Most of Jesus’ life is told through the four Gospels of the New Testament Bible, known as the Canonical gospels, written by Matthew, Mark, Luke and John. These are not biographies in the modern sense but accounts with allegorical intent. They are written to engender faith in Jesus as the Messiah and the incarnation of God, who came to teach, suffer and die for people’s sins.
Jesus was born between 2 and 6 BCE, in Bethlehem, Judea. His mother, Mary, was a virgin who was betrothed to Joseph, a carpenter. Christians believe Jesus was born through Immaculate Conception. His lineage can be traced back to the house of David. According to the Gospel of Matthew (2:1), Jesus was born during the reign of Herod the Great, who upon hearing of his birth felt threatened and tried to kill Jesus by ordering all of Bethlehem’s male children under age two to be killed. But Joseph was warned by an angel and took Mary and the child to Egypt until Herod’s death, where upon he brought the family back and settled in the town of Nazareth, in Galilee.

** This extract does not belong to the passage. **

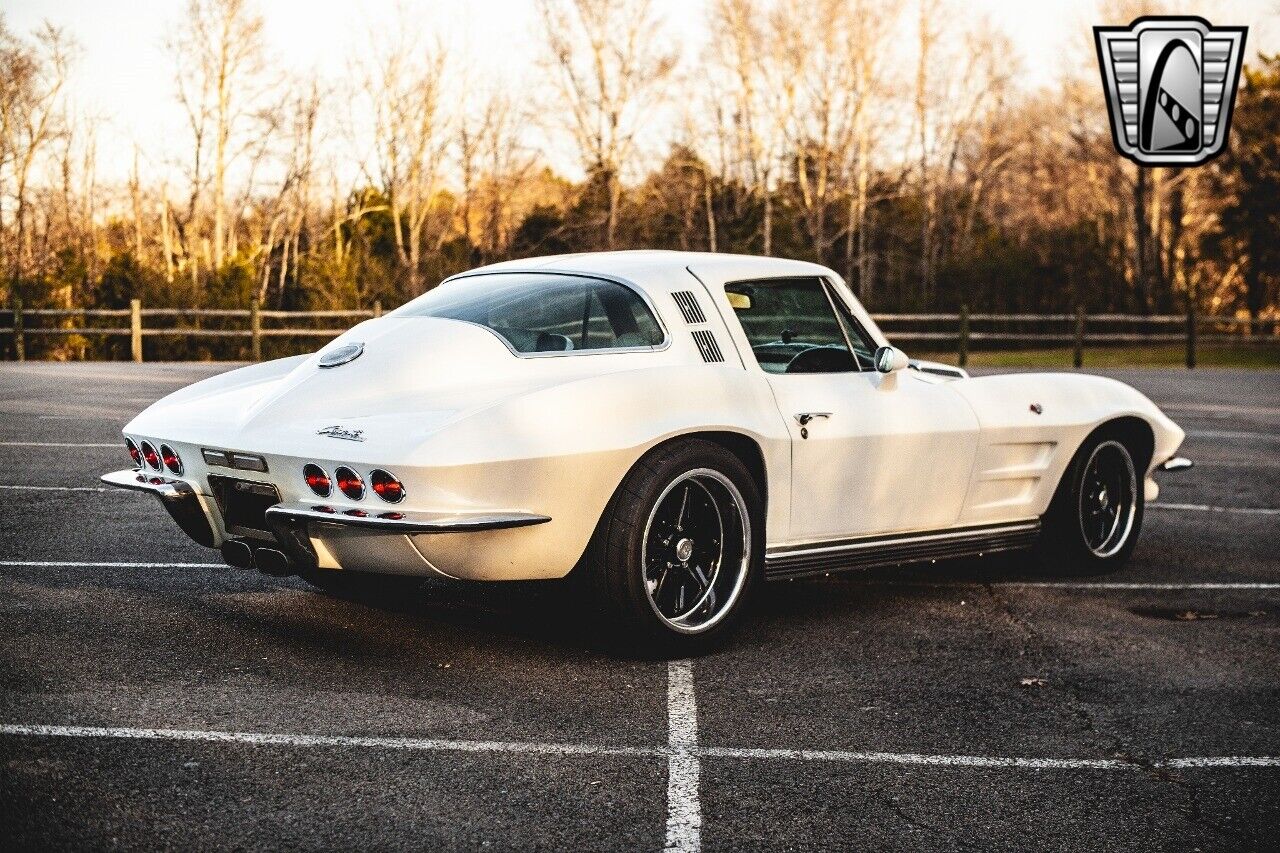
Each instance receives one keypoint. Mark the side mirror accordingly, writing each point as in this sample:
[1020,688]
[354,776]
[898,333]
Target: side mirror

There is very little written about Jesus’ early life. The Gospel of Luke (2:41-52) recounts that a 12-year-old Jesus had accompanied his parents on a pilgrimage to Jerusalem and became separated. He was found several days later in a temple, discussing affairs with some of Jerusalem’s elders. Throughout the New Testament, there are trace references of Jesus working as a carpenter while a young adult. It is believed that he began his ministry at age 30 when he was baptized by John the Baptist, who upon seeing Jesus, declared him the Son of God.
After baptism, Jesus went into the Judean desert to fast and meditate for 40 days and nights. The Temptation of Christ is chronicled in the Gospels of Matthew, Mark and Luke (known as the Synoptic Gospels). The Devil appeared and tempted Jesus three times, once to turn stone to bread, once to cast himself off a mountain where angels would save him, and once to offer him all the kingdoms of the world. All three times, Jesus rejected the Devil’s temptation and sent him off.

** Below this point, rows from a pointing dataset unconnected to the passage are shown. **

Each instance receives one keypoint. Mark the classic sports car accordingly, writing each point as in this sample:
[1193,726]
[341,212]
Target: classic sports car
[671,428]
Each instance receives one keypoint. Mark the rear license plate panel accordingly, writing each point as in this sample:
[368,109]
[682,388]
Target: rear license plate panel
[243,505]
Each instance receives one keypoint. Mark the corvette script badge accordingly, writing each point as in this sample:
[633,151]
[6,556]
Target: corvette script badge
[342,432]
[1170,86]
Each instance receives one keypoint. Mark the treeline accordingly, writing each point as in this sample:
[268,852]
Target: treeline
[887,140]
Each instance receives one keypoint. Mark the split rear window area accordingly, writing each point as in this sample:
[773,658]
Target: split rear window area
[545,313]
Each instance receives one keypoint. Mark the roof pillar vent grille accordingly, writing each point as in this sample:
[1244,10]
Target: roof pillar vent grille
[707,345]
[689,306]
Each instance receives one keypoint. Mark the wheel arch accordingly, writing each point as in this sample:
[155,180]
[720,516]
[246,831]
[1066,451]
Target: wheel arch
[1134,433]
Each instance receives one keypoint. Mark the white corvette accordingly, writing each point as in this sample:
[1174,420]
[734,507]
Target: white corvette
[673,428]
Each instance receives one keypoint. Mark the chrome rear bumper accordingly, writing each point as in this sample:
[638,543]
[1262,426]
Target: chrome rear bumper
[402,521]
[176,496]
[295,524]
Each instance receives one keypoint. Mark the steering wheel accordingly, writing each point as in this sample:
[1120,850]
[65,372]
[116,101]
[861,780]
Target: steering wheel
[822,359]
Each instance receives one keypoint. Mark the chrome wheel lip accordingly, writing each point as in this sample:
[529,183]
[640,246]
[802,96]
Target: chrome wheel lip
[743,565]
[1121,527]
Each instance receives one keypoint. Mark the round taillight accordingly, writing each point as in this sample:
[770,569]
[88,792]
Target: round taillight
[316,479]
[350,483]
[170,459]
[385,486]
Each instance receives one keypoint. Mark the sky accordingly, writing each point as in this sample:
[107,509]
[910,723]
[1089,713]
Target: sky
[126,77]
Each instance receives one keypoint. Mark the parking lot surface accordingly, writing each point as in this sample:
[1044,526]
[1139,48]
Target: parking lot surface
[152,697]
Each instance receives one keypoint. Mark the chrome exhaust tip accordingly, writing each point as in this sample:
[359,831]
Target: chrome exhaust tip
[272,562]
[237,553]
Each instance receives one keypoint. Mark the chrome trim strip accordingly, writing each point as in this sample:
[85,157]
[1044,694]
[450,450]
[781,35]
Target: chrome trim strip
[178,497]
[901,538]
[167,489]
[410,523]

Jesus returned to Galilee and made trips to neighboring villages. During this time several people became his disciples. One of these was Mary Magdalene, who is first mentioned the Gospel of Luke (16:9) and later in all four gospels at the crucifixion. Though not mentioned in the context of the “12 disciples,” she is considered to have been involved in Jesus’ ministry from the beginning to his death and after. According to the gospels of Mark and John, Jesus appeared to Magdalene first after his resurrection.